The Minister for Children Tracey Martin said the report highlighted some of the most difficult issues in society.
Martin said the high numbers were distressing, but not surprising.
"We have a problem in New Zealand with harm to children and we simply have to do better. This research confirms that.
"This is a societal issue – it's about parents and whanau and communities. If more people are playing their part, then we'll be getting somewhere."
The Auckland University of Technology authors of the report Benedicte Rouland and Rhema Vaithianathan used three data sets from the Integrated Data Infrastructure for the research.
Vaithianathan said the cumulative prevalence of child maltreatment was a "hidden statistic" and revealed the true workload placed on our system.
"The high levels of notifications are not a concern in themselves, but do highlight the need to make sure our CYF system has the best funding and systems possible to respond effectively to triage these notification.
"This research may prompt a closer look at the quality of "triage" for incoming allegations of maltreatment, and how to best fund and support the social workers who are doing the triage."

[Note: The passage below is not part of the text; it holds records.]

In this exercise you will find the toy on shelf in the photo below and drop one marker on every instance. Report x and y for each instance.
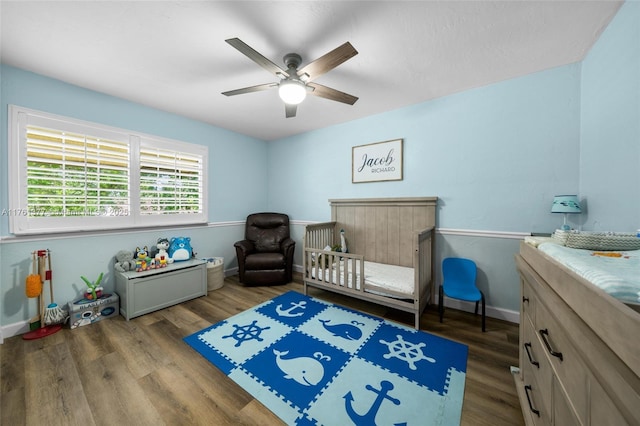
(143, 261)
(162, 256)
(180, 248)
(95, 291)
(125, 261)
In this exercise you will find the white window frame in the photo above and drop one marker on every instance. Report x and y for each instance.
(24, 221)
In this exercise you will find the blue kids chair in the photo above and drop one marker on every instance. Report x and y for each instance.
(459, 282)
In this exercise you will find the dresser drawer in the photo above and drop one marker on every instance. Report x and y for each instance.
(533, 404)
(564, 359)
(536, 365)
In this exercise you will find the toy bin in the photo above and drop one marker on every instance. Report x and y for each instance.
(86, 311)
(215, 273)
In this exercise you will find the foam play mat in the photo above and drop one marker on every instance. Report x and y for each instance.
(313, 362)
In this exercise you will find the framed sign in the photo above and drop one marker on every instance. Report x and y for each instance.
(377, 162)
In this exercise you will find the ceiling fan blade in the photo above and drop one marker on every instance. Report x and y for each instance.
(256, 57)
(251, 89)
(290, 110)
(332, 94)
(328, 62)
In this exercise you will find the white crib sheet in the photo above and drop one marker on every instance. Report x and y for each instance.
(398, 279)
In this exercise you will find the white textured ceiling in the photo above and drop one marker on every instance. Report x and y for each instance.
(172, 55)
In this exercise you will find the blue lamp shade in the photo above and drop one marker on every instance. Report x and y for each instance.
(566, 204)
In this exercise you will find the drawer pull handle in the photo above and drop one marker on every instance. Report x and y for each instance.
(544, 333)
(527, 346)
(527, 388)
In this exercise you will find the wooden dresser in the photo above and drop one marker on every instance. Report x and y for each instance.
(578, 349)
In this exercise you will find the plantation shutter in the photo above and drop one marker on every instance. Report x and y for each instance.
(75, 174)
(171, 181)
(68, 175)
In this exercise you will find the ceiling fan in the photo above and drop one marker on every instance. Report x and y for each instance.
(295, 83)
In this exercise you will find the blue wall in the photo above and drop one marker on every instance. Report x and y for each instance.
(495, 156)
(232, 195)
(610, 126)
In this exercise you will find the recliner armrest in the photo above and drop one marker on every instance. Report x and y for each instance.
(286, 244)
(245, 246)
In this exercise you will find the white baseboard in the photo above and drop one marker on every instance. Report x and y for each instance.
(490, 311)
(14, 329)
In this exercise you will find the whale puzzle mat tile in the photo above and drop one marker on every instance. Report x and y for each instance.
(316, 363)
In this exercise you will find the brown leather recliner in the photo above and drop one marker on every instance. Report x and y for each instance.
(265, 256)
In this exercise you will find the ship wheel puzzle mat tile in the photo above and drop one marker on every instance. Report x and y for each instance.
(316, 363)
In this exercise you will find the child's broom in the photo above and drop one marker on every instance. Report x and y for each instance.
(54, 314)
(33, 288)
(43, 330)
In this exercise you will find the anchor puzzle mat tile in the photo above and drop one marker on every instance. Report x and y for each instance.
(313, 362)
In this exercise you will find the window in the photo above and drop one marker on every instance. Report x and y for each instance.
(69, 175)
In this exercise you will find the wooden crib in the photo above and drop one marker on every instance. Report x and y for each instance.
(387, 238)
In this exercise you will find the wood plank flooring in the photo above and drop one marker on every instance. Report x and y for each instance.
(140, 372)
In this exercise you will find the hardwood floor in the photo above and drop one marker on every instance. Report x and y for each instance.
(139, 372)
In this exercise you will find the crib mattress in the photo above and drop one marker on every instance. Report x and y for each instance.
(616, 273)
(393, 278)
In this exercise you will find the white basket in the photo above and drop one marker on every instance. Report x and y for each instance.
(215, 273)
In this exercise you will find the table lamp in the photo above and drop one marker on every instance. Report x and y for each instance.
(566, 204)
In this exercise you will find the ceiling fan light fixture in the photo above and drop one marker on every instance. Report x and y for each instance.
(292, 92)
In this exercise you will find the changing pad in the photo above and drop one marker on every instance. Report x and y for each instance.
(617, 273)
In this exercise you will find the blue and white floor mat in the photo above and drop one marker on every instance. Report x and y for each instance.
(316, 363)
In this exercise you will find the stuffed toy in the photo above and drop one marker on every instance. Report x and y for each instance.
(162, 256)
(180, 248)
(125, 261)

The findings showed that cumulative rates of notifications to CPS were much higher in New Zealand than in Western Australia (24 per cent vs 13 per cent). In addition, substantiated maltreatment across childhood was lower than in the United States, but 2.6 times higher than in Western Australia.
The cumulative incidence of out-of-home placements at age 17 years was also lower than in Denmark (5 per cent) and the United States (6 per cent) but twice as high as in England (1.6 per cent).